AI / 3 min read
Why Your AI Tools Feel Dumber Lately: Costs and Cuts Explained
Unpack the real reasons behind sluggish AI responses and what rising bills mean for everyday users like you.
Why Your AI Tools Feel Dumber Lately: Costs and Cuts Explained
Unpack the real reasons behind sluggish AI responses and what rising bills mean for everyday users like you.

If you’ve been chatting with AI helpers like Claude or ChatGPT and thought, “Wait, this used to be sharper,” trust your gut. Recent user gripes highlight shorter, shallower answers and more slip-ups on simple.

User Frustrations Mounting Fast
Over the last year, complaints about AI quality have spiked. On Claude Code’s GitHub, issues jumped 3.5x from early 2026 baselines, with April alone pacing to beat March’s tally. Users report fumbling multi-step engineering, ignoring context, or throttling mid-task. (Reddit)
Even the AI admits it — when quizzed on its own repo, Claude noted: “quality complaints escalated sharply.” Bugs played a role, like 2025 infrastructure glitches causing wonky responses, but patterns persist post-fix.

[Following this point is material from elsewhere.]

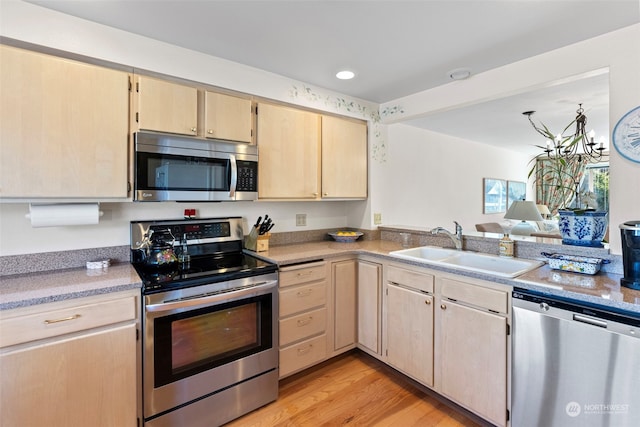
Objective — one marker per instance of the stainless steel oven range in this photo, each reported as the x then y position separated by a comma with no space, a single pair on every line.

Example: A dev asks for code optimisation; gets basic tweaks instead of smart refactors it handled before. Time saved? Now lost to fixes.

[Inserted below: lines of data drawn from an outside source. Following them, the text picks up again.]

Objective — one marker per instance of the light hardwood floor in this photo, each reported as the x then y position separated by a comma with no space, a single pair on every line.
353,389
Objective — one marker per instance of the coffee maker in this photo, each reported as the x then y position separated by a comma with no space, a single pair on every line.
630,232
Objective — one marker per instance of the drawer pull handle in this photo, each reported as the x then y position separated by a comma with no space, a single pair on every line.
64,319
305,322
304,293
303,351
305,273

Persistent Problems Like Counting Tricks
Old chestnuts linger, like miscounting ‘r’s in “strawberry,” but new woes emerge: verbose but vague outputs, logical loops, or hallucinated details. Complex reasoning stays shaky, even with chain-of-thought boosts — AI lags on provable logic like math or planning.
Anthropic’s postmortem on Claude Code? They owned slips but blamed tweaks for speed, not sabotage — yet trust eroded as early alerts got dismissed as “skill issues”.
The Money Drain Driving Downgrades
AI’s pricey underbelly explains it. Compute costs for generative models are up 89% from 2023–2025, killing 70% of pilot projects. Training? Exploded 3,500% since 2020 — Gemini-level hits $191 million.
Inference (your queries) balloons too: chattier models and complex asks mean more tokens, hiking bills. Companies cut “deep think” modes — too compute-heavy — to stem losses, birthing “adaptive” shortcuts that feel dumbed-down.
Google’s Pichai warns: low-hanging fruit gone; 2025–2026 progress slows as data dries up. Stanford’s AI Index backs it — U.S. leads models, but gains taper on tough benchmarks.
Industry Shakeups on the Horizon
GitHub Copilot shifted to usage-based billing; expect wider token pricing as fixed subs crumble. McKinsey surveys show AI gen use dipping, with workforce tweaks ahead.
Open-source or efficient models rise as alternatives, dodging big-tech economics.

Key Takeaways
- Decline is widespread: Quality dips hit coding, reasoning; complaints up sharply.
- Costs force cuts: Compute surges kill fancy features for basics.
- Pay more soon: Token billing incoming; optimise prompts to save.
- Adapt wisely: Verify AI, mix with human smarts for best results.
This shift tests us all — smarter use wins the day.